These are indeed bad, and nobody uses these features anymore. (They are important to have around for library authors, but you will probably never need them in "user code".)
Sometimes it's acceptable to use them in a very small scope:
my $entire_file = do { local $/; <$filehandle> };
This is much easier to read than something like:
my $entire_file = readline $filehandle, -line_separator => '';
The only reason why you find the Perl hard to read is because you don't know Perl. I find Spanish hard to read. Why? Because I don't know the language. That doesn't mean that there's anything wrong with Spanish as a language, though, it just means I don't know it.
1) He said - "you can comprehend it without knowing the language" and you responded with "well, of course you can't read it - you don't know it!". The argument is specifically about being able to read a language without knowing what % ! and $ stand for.
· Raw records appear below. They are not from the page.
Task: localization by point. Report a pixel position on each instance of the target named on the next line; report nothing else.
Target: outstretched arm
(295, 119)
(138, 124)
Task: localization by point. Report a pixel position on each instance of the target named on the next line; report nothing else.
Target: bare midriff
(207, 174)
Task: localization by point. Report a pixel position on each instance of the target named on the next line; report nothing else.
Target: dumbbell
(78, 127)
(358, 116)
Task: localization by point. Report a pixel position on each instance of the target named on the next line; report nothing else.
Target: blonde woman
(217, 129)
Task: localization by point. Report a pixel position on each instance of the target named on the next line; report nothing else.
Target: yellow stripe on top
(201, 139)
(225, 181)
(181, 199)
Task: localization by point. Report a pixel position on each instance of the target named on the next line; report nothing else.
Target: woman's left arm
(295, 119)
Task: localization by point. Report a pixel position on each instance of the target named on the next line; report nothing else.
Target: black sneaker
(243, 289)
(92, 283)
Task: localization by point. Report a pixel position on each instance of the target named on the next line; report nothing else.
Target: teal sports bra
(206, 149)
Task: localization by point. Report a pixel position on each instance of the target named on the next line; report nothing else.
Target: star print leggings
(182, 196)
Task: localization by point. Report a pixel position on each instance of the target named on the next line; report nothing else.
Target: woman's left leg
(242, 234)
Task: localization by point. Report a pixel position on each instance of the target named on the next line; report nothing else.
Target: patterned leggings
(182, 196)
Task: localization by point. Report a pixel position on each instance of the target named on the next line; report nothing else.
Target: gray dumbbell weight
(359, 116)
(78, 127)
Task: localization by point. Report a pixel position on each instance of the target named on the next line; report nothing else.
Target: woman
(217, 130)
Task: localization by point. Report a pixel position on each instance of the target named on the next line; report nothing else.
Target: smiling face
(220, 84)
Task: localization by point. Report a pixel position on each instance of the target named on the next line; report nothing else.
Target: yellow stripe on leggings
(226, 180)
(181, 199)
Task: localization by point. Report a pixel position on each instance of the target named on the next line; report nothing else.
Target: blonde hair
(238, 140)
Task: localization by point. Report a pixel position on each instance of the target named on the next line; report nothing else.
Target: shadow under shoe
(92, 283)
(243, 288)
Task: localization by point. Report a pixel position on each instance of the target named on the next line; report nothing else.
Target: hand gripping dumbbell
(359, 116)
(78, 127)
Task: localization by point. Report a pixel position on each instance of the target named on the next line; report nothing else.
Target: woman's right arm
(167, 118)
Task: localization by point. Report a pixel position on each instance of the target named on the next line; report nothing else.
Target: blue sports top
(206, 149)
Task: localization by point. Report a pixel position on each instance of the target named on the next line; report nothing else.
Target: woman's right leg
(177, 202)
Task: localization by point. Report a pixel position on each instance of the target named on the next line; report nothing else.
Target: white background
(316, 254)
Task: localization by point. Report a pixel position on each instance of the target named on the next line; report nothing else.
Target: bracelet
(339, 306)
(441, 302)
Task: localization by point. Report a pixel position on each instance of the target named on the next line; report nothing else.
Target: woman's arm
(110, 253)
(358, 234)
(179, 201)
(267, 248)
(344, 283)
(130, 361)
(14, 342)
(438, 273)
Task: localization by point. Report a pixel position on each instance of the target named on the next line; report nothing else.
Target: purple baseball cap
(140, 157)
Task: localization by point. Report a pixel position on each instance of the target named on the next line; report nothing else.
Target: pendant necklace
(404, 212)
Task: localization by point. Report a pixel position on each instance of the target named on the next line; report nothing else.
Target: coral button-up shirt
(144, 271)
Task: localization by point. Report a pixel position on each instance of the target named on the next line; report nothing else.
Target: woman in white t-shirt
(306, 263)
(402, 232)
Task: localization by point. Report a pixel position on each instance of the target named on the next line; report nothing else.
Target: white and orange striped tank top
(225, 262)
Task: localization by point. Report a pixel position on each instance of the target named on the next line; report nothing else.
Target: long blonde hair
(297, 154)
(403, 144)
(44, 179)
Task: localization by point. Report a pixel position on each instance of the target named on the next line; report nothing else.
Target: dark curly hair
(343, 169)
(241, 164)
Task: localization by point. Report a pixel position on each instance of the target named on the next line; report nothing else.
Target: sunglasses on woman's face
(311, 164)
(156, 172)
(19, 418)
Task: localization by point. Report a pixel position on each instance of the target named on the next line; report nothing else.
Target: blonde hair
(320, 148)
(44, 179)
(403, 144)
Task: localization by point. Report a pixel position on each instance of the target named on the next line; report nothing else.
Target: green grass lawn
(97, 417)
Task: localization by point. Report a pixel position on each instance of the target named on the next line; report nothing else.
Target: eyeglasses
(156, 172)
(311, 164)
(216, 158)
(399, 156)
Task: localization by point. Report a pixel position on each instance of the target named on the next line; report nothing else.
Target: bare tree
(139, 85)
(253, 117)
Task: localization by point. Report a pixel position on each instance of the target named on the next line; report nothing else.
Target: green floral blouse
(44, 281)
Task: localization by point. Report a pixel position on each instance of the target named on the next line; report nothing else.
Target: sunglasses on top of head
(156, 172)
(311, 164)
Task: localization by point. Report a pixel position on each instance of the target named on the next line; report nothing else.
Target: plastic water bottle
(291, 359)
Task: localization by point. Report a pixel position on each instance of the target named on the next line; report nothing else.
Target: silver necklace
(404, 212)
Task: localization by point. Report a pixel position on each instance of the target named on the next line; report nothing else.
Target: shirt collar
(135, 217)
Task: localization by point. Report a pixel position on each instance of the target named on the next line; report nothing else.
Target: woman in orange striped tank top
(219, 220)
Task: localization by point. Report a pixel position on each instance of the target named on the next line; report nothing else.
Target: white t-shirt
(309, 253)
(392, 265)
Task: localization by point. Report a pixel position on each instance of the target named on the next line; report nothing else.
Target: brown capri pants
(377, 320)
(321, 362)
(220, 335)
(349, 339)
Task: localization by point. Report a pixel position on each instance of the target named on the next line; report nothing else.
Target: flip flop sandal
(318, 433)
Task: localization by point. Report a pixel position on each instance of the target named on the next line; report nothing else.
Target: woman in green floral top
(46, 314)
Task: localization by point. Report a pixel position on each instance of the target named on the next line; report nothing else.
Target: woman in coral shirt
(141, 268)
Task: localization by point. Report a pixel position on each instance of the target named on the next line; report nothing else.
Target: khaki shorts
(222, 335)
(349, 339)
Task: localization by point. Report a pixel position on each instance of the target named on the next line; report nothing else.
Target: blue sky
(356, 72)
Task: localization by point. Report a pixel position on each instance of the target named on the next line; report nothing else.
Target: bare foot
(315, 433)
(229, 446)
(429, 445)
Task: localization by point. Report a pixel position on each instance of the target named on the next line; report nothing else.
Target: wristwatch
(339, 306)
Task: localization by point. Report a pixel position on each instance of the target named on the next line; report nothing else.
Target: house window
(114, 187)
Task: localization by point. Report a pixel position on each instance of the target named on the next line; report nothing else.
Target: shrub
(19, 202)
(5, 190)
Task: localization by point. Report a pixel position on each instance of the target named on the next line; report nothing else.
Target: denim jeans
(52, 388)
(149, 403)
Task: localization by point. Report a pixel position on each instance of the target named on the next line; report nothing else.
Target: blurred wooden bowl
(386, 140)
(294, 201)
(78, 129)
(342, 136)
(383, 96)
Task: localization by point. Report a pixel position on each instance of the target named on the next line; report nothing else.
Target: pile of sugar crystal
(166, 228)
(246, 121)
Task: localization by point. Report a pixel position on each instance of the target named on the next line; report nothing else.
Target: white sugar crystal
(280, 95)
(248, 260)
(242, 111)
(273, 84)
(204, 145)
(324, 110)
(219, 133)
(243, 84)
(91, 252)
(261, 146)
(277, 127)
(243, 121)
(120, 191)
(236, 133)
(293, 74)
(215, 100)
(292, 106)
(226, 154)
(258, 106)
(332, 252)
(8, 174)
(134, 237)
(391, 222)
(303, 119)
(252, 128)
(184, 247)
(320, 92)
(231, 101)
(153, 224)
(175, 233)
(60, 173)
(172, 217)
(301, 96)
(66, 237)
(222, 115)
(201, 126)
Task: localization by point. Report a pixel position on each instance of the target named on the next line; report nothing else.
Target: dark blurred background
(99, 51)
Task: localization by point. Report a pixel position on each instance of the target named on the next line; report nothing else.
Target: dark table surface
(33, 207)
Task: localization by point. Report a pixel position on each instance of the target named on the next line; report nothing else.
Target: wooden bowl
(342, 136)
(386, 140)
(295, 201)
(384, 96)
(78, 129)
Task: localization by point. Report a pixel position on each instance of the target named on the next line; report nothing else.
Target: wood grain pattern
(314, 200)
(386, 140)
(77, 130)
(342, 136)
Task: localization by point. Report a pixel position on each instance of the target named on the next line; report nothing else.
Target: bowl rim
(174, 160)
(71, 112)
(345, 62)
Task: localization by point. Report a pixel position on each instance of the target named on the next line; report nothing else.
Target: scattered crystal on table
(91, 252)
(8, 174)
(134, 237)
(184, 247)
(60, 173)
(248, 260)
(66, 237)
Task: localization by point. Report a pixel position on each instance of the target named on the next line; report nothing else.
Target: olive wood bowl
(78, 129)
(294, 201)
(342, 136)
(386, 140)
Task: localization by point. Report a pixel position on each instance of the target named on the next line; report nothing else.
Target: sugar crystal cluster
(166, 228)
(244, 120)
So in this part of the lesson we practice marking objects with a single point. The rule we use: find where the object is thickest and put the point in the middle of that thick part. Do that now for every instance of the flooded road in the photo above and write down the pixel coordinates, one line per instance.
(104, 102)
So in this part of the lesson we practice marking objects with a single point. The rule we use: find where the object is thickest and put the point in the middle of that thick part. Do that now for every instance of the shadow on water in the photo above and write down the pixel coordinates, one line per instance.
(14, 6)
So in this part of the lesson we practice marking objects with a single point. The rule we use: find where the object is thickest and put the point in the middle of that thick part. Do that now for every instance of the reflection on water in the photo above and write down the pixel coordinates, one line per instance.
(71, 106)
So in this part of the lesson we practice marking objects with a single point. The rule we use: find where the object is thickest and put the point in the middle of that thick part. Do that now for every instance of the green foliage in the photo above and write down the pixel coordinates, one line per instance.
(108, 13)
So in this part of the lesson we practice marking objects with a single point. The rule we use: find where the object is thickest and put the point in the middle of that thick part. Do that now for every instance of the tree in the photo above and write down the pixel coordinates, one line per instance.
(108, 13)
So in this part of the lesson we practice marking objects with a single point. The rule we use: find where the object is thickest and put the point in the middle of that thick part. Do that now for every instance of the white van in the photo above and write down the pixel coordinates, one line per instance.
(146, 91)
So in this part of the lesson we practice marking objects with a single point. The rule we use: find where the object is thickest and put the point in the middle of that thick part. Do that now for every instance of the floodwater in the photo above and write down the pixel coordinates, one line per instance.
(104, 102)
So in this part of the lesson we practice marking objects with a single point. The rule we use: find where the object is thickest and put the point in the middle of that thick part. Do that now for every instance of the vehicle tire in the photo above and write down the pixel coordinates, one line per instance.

2) Equating a programming language to a human language as if proficiency or deficiency in the first implies something about the second is really a bad idea. Human languages evolve naturally without a designer who can make a language less or more readable. For a programming language, there is always a designer, and readability by a person "unskilled in the art" is a major category by which the language is judged.
Right. maybe you should come tell that to all of the Perl lovers I have to work with who use them semi frequently.
I used to do only C and didn't like using lesser "scripting" languages then I forced myself to learn Perl and Python in parallel. Now I actually like Python and use it a lot. Yet I still loath Perl more than I originally thought I did. People need to face the facts Perl is a disaster of a language and you don't need to know much about Perl to know that.